There are only two regions that are different between miR-29a and b. There is a central position, single nucleotide change, and then the last six nucleotides are different. We did swapping experiments where we found that if we took the last six nucleotides of miR-29b and stuck them on a, it directed a into the nucleus where it behaved like b. That central position difference had no effect on the sub-cellular localization.
 
Do you expect that these six nucleotides may also play a role in why miR-29b gets degraded?
 
That’s an excellent question and obviously something we’re very interested in figuring out. Our original idea was that this might target [the miRNA] for degradation. It’s not quite that simple, we found. One of the things we were able to show is that we can put these last six nucleotides on unrelated small RNAs and it will alter their trafficking, as well, and they can go to the nucleus. We’ve done this for several examples now, but don’t know how completely generalizable that is.
 
To some extent, these [six nucleotides] function as a nuclear-localization element, and at this point we’re testing how generalizable that is. We thought that these other small RNAs that we tagged with this motif may also be degraded like miR-29b, but that turned out not to be the case. They were stable.
 
That was surprising to us, but it is somewhat useful; if we’re able to develop this motif as a tool, and we still really need to show that we can, these nuclear small RNAs we create won’t be unstable.
 
We think there is a complex interplay between the nuclear localization of miR-29b and some of the sequences within the small RNA that can target it for degradation, but within the nucleus only.

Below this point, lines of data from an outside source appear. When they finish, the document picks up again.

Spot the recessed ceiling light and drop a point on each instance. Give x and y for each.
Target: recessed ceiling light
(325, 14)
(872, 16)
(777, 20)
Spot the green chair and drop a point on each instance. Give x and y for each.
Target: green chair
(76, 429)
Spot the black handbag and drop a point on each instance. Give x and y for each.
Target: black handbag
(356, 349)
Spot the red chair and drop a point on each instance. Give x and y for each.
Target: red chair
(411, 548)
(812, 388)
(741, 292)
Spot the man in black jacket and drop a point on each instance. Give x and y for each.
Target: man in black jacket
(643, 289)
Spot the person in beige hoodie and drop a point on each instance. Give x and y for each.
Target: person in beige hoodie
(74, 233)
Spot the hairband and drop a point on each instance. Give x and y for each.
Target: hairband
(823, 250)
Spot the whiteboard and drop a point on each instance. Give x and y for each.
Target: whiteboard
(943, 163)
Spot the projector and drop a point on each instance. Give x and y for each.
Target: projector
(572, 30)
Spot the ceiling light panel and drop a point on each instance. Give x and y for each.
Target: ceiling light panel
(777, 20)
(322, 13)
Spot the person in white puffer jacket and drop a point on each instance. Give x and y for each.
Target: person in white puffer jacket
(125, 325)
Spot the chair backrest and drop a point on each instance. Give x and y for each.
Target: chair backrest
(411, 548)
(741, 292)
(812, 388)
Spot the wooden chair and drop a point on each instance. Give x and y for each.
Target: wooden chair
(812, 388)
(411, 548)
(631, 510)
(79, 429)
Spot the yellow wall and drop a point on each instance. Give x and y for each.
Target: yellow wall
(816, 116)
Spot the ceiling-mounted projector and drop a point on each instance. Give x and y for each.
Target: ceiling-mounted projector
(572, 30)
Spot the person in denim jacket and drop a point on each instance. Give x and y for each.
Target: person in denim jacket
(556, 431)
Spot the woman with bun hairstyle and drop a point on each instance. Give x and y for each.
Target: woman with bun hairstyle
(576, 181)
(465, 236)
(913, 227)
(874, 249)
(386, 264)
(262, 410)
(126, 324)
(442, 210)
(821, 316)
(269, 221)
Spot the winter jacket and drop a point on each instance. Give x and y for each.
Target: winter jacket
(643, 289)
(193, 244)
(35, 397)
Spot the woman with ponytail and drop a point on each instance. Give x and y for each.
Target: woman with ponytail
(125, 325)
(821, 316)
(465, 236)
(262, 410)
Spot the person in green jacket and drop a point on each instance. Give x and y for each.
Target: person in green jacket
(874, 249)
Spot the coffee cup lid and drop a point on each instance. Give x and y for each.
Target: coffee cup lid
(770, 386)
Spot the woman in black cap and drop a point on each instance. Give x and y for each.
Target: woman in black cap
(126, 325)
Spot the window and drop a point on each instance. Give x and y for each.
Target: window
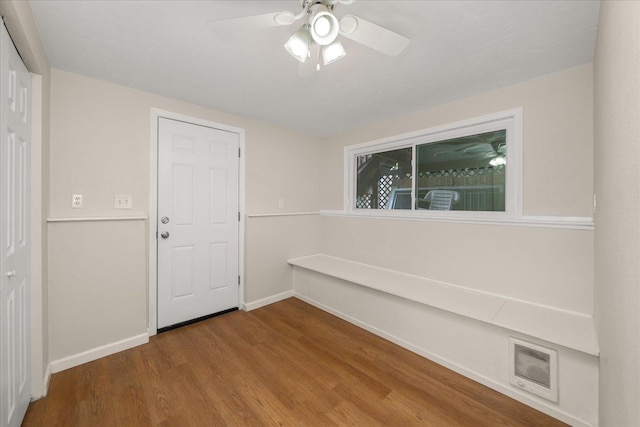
(463, 169)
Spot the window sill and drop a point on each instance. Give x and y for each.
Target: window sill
(575, 223)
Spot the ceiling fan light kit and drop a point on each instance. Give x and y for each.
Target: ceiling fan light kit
(320, 30)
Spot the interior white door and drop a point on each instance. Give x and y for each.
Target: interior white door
(198, 221)
(15, 300)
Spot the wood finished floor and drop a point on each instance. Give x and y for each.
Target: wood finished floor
(285, 364)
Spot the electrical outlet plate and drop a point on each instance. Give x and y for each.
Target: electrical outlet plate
(122, 201)
(76, 201)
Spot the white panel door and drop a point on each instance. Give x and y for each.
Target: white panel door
(198, 227)
(15, 301)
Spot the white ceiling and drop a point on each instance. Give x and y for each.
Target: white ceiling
(458, 49)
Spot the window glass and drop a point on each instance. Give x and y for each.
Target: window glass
(384, 180)
(463, 174)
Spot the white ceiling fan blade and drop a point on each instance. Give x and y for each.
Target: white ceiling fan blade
(372, 35)
(223, 27)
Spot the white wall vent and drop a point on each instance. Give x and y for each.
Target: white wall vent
(533, 368)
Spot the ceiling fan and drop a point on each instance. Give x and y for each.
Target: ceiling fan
(318, 34)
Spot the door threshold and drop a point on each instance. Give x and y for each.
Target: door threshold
(199, 319)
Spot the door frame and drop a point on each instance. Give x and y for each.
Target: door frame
(156, 115)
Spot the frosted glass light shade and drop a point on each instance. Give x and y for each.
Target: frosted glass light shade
(333, 52)
(324, 28)
(298, 44)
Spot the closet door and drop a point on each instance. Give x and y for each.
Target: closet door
(15, 300)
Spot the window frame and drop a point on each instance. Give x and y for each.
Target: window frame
(509, 120)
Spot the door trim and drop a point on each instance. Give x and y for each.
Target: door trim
(156, 115)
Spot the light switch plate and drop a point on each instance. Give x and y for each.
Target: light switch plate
(122, 201)
(76, 201)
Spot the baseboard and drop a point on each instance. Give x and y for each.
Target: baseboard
(98, 352)
(499, 387)
(45, 385)
(266, 301)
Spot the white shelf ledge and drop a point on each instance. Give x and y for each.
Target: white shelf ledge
(569, 329)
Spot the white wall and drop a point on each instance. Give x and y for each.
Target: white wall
(617, 238)
(545, 266)
(558, 139)
(100, 138)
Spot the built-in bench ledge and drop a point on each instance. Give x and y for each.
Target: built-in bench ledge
(569, 329)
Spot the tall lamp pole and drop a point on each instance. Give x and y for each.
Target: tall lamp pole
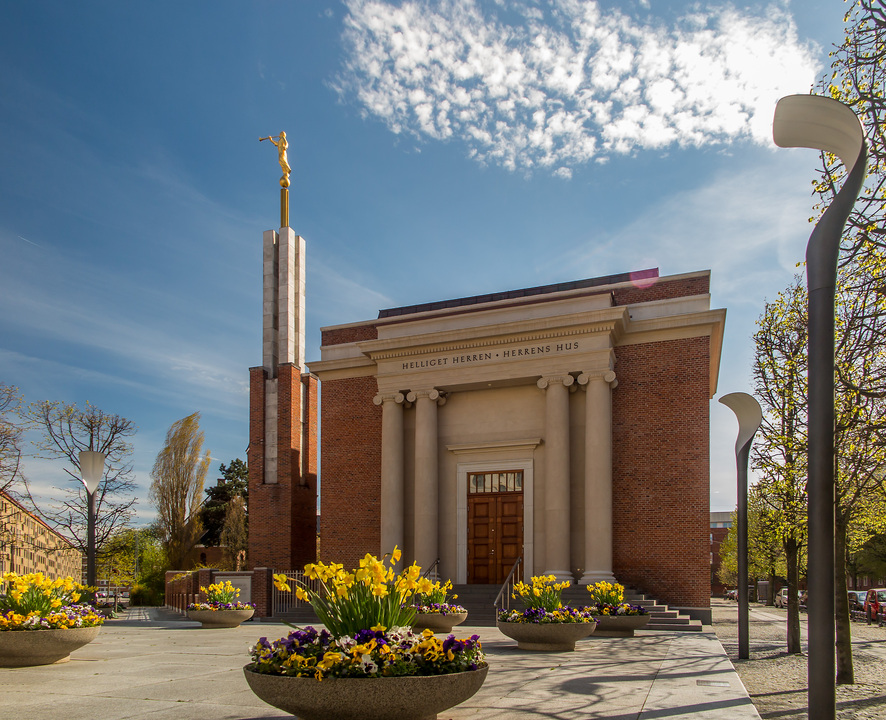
(820, 123)
(749, 415)
(92, 467)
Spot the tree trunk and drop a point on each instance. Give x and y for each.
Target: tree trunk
(845, 670)
(791, 550)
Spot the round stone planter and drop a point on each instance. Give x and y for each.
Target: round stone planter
(220, 618)
(619, 625)
(20, 648)
(438, 622)
(394, 698)
(548, 637)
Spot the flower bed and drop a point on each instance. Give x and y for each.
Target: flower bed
(379, 652)
(540, 616)
(221, 606)
(608, 599)
(439, 608)
(36, 602)
(64, 618)
(221, 596)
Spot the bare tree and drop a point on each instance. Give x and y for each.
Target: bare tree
(67, 429)
(178, 476)
(11, 437)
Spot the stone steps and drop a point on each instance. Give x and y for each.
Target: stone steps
(479, 599)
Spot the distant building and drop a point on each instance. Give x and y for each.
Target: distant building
(720, 524)
(29, 545)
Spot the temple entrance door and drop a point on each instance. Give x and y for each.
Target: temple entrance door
(495, 525)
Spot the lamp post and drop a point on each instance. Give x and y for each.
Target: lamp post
(749, 415)
(821, 123)
(92, 467)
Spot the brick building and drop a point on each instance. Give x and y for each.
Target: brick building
(29, 545)
(566, 424)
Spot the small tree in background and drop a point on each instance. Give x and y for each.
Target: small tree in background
(233, 482)
(177, 488)
(234, 535)
(11, 437)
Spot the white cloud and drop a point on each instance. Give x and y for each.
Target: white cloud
(576, 84)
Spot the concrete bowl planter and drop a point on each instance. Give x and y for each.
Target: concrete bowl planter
(547, 637)
(21, 648)
(394, 698)
(619, 625)
(438, 622)
(220, 618)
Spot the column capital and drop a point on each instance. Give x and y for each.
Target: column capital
(607, 376)
(388, 397)
(565, 380)
(429, 393)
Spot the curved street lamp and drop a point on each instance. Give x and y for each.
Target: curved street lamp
(92, 467)
(750, 415)
(820, 123)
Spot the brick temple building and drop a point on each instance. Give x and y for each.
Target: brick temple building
(566, 424)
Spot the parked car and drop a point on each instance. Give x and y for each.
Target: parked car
(856, 600)
(875, 605)
(781, 600)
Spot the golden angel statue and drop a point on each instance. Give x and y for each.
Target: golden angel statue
(281, 143)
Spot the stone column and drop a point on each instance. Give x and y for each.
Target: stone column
(557, 529)
(391, 471)
(598, 476)
(426, 481)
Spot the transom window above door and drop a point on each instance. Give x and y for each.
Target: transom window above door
(506, 481)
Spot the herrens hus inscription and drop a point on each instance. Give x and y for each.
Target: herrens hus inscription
(509, 354)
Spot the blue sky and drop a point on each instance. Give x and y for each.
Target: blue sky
(439, 150)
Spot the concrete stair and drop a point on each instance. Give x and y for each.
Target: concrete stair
(479, 601)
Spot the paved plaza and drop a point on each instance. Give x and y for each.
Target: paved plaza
(152, 665)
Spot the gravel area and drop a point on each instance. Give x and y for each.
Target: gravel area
(777, 682)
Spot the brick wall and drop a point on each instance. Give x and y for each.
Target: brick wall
(351, 460)
(661, 517)
(183, 588)
(662, 290)
(339, 336)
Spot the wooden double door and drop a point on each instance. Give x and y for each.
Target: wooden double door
(495, 535)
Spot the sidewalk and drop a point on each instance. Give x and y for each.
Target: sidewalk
(151, 665)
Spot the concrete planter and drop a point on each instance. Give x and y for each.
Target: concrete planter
(547, 637)
(438, 622)
(220, 618)
(20, 648)
(394, 698)
(619, 625)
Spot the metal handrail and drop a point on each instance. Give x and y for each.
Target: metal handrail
(504, 588)
(435, 568)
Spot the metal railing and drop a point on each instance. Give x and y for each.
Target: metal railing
(507, 587)
(434, 570)
(282, 601)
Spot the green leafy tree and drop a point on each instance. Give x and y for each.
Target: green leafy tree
(858, 79)
(177, 488)
(234, 482)
(764, 552)
(780, 448)
(235, 535)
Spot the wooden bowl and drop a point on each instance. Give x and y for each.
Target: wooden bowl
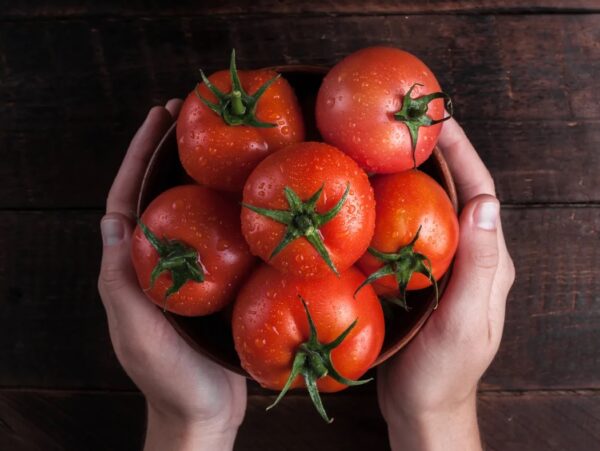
(211, 335)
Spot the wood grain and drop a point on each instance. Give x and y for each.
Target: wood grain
(46, 420)
(70, 8)
(526, 93)
(48, 283)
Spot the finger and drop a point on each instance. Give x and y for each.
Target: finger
(466, 300)
(173, 106)
(505, 276)
(470, 174)
(125, 303)
(122, 197)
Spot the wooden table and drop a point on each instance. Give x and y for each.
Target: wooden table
(76, 79)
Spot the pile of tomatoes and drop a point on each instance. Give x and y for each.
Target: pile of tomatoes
(338, 226)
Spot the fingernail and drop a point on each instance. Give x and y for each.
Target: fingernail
(112, 231)
(486, 215)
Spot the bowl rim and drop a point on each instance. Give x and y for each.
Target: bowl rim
(446, 181)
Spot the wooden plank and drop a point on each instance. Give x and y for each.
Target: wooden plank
(34, 420)
(552, 162)
(50, 260)
(536, 125)
(70, 8)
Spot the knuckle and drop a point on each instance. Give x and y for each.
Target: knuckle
(485, 257)
(111, 279)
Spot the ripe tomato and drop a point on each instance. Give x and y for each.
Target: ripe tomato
(416, 233)
(309, 210)
(382, 106)
(189, 242)
(221, 138)
(272, 332)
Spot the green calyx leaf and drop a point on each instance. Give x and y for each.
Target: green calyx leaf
(414, 113)
(179, 259)
(236, 107)
(302, 220)
(313, 361)
(402, 265)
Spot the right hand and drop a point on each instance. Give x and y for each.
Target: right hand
(427, 392)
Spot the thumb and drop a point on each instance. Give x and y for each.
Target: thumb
(116, 270)
(117, 284)
(468, 292)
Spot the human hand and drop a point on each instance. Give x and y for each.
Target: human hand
(193, 403)
(427, 393)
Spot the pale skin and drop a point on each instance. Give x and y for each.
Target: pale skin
(426, 393)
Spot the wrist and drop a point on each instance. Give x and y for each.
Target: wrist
(450, 428)
(167, 432)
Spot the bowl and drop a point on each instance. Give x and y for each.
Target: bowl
(211, 335)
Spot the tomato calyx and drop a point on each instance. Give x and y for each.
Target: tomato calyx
(236, 107)
(402, 265)
(414, 113)
(313, 361)
(175, 257)
(303, 221)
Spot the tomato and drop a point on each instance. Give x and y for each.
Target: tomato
(271, 330)
(219, 148)
(382, 106)
(309, 210)
(416, 233)
(189, 238)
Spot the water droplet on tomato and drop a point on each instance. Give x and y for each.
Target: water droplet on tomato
(223, 245)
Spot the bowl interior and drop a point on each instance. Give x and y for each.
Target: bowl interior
(211, 335)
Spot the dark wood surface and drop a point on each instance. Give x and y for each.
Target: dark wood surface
(77, 77)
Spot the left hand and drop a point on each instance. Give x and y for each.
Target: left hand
(192, 402)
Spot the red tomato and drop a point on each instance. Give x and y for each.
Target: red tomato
(203, 255)
(370, 100)
(221, 156)
(408, 203)
(309, 210)
(270, 326)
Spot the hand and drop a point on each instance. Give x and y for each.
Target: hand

We’re trying to work that out … but it’s not quite as simple as we originally thought.
 
So you’re trying to see if this localization feature can be applied to small RNAs. If it can be, what do you see as the applications [for the technology]?
 
One of the things we’re interested in and currently testing is whether we can enhance the efficiency of using small RNAs to target nuclear events in gene expression such as transcription. There have been somewhat variable reports on the ability of using siRNA to silence transcription by targeting promoter regions. At least in one paper, it was suggested that a rate-limiting step in getting that to work is getting the siRNAs to the nucleus. There is a paper where they actually permeabilized the nuclear membrane and that enhanced the efficiency. So perhaps by targeting small RNAs to the nucleus with this motif, we can enhance the efficiency of that process.
 
It also would be of interest to determine whether we can use small RNAs to affect later steps in nuclear gene expression such as RNA processing.
Another obvious question that we’re actively pursuing is: How is this [six-nucleotide] motif recognized and what is the mechanism of import. There isn’t really a basis in our current … understand of RISC assembly to account for how this microRNA is recognized as being different from the others. So understanding that mechanism is a priority for us.